The main global group for certifying sustainable wood has sent a “come clean” ultimatum to one of the world’s largest paper companies and its billionaire Indonesian family owners following evidence it continues to cut down tropical forests and operate through corporate proxies. Source: AAP
A May 28 letter from the Forest Stewardship Council seen by The Associated Press makes four demands of and the Widjaja family that it insists must be met within days.
The conglomerate’s years long effort to be readmitted to the council, whose stylized tree mark is an influential endorsement in the globalmarketplace, could be completely undone if it doesn’t comply.
It was expelled in 2007 for extensive destruction of Indonesia’s rainforests.
The ultimatum comes after Greenpeace earlier this month ended a five-year truce with Sinarmas, citing an AP investigation into its opaque corporate structure and accusing it of destroying tropical forests during the entire time the two were cooperating on conservation.
Sinarmas founder Eka Tjipta Widjaja and his family control a $9 billion fortune amassed from paper, palm oil, real estate and other businesses, according to Forbes.
The forest council’s letter to the Asia Pulp & Paper arm of the Sinarmas conglomerate said it requires a “demonstration of the highest level of commitment by the Widjaja family” to the council’s standards, which include protection of natural forests and human rights.

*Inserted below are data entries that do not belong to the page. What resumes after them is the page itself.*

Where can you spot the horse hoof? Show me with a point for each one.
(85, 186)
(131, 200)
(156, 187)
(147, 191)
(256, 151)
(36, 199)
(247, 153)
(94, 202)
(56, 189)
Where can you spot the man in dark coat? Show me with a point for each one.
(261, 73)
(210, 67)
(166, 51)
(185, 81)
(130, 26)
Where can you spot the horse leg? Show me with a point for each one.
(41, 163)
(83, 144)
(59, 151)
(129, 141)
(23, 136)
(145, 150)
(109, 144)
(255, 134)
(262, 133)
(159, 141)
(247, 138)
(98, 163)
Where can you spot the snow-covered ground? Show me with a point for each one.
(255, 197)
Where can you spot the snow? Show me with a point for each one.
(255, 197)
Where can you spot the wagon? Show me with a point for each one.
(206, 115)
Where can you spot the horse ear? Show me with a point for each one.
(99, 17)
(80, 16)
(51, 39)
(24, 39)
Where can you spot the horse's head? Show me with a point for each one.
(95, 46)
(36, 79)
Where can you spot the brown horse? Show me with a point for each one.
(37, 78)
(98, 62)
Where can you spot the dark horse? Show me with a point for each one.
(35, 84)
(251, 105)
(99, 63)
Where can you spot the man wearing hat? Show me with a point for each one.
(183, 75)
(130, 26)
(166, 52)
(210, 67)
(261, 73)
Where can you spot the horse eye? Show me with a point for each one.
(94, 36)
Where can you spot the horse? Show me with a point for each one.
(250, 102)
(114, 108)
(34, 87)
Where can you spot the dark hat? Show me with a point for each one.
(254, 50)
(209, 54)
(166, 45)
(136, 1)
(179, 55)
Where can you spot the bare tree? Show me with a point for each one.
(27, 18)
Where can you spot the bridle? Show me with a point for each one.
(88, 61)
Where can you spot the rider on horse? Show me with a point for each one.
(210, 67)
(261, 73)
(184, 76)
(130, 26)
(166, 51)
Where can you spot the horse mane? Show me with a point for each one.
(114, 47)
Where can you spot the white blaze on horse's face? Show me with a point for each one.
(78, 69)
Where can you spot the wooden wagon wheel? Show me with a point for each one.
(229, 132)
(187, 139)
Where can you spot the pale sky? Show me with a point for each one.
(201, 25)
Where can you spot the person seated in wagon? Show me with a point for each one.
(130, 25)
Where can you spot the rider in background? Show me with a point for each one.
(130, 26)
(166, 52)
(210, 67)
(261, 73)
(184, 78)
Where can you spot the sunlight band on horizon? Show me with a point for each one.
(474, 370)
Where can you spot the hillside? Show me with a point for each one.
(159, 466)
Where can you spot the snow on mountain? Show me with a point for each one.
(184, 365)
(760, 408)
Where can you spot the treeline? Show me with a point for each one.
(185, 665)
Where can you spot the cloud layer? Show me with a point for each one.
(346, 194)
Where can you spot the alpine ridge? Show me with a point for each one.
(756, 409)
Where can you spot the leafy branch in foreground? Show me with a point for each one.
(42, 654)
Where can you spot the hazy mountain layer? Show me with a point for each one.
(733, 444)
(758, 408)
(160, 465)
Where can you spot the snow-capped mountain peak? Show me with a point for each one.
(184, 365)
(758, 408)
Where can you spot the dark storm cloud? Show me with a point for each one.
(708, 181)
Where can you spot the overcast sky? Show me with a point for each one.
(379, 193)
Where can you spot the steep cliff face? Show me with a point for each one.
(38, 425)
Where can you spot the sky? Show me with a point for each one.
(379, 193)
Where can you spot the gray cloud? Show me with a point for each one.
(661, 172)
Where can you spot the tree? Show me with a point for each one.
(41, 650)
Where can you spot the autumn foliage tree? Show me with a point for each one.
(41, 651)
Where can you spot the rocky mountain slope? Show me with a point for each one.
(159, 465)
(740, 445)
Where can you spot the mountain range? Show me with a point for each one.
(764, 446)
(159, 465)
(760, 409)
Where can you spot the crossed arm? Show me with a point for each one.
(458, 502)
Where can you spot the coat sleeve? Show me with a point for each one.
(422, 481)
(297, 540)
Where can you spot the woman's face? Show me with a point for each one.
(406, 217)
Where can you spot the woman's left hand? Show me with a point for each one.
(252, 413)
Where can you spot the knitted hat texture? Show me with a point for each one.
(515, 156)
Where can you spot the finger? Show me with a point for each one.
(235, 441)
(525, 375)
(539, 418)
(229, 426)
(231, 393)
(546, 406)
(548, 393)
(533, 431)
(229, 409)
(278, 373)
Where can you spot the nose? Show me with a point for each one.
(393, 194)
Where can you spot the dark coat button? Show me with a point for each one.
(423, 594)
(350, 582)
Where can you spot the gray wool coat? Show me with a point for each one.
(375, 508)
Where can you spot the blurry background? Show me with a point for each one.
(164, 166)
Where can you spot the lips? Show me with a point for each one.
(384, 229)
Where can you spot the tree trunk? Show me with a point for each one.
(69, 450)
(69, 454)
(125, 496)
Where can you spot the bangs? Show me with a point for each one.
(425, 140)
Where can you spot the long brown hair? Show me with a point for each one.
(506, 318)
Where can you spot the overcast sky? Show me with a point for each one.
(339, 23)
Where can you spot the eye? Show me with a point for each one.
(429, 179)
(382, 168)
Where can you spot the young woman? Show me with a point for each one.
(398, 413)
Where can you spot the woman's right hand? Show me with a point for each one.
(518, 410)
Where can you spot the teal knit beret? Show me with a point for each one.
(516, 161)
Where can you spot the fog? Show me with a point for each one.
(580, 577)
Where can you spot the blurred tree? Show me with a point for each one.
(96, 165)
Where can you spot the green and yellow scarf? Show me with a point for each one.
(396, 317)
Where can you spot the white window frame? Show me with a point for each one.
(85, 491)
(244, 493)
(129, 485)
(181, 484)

It demands a “high level, official and public announcement” of that commitment by Monday; proposed remedies to Greenpeace’s evidence of deforestation, also by Monday; a full disclosure by June 11 of Asia Pulp & Paper’s corporate structure including its wood suppliers, shell companies and offshore companies and their true ownership; and disclosure by June 11 of any other violations of the council’s standards.
Asia Pulp & Paper had no immediate comment. It said it won’t be able to comment on the letter unless FSC agrees.
The council didn’t immediately respond to a request for comment.
Indonesia’s rainforests, among the world’s largest, are an important buffer against global warming and a haven for a staggering diversity of wildlife including critically endangered orangutans, tigers and rhinos. But they are being cleared faster than in any other country, swelling the profits of paper and palm oil conglomerates while causing chronic social and environmental problems.
Rapid forest loss and greenhouse gas emissions have made Indonesia the fourth biggest contributor to global warming after China, the US and India.
The country’s emissions soared in 2015 when record dry season fires, worsened by draining of swampy peatland forests for plantations and El Nino weather conditions, burned 10,000 square miles (25,900 square kilometers) of plantations and forests. The smoke blanketed much of Indonesia, Singapore, Malaysia and southern Thailand in health-damaging haze.
Greenpeace ‘s investigation, which included analysis of satellite imagery, showed that two companies connected to Sinarmas cleared almost 8000 hectares (19,770 acres) of forest and peatland on Borneo during the five years it was advising the conglomerate on forest conservation.
Its Asia Pulp & Paper arm acknowledged that employees had been shareholders of one of the plantation companies. Sinarmas’ direct ownership of the second plantation company named by Greenpeace is a matter of public record.
The investigation followed AP stories in December that found extensive links between Sinarmas, its pulp and paper and forestry arms and nearly all the 27 plantation wood suppliers it had told the outside world were independent, apparently trying to greenwash its image.
Most of the wood suppliers were based in Sinarmas offices and owned by employees of the Sinarmas group and in some cases former employees.
Separately, a group of 13 global and Indonesian environmental and civil society organizations including WWF and Indonesia Corruption Watch on Wednesday released a report of their own investigation into the ownership of Sinarmas wood suppliers, which found they are largely owned by current and former employees of the conglomerate.
It also said Sinarmas controls sizeable land that wasn’t included in the zero deforestation commitment made by its Asia Pulp & Paper and Sinarmas Forestry arms in 2013 as part of the agreement with Greenpeace.
The Bonn, Germany-based forest council’s letter said the “pattern of using corporate proxies to control operations without legal ownership is very alarming”.
The letter said: “these proxies and agents are considered directly linked” to the Sinarmas empire, which will be held “responsible for remedying violations committed by these proxies”.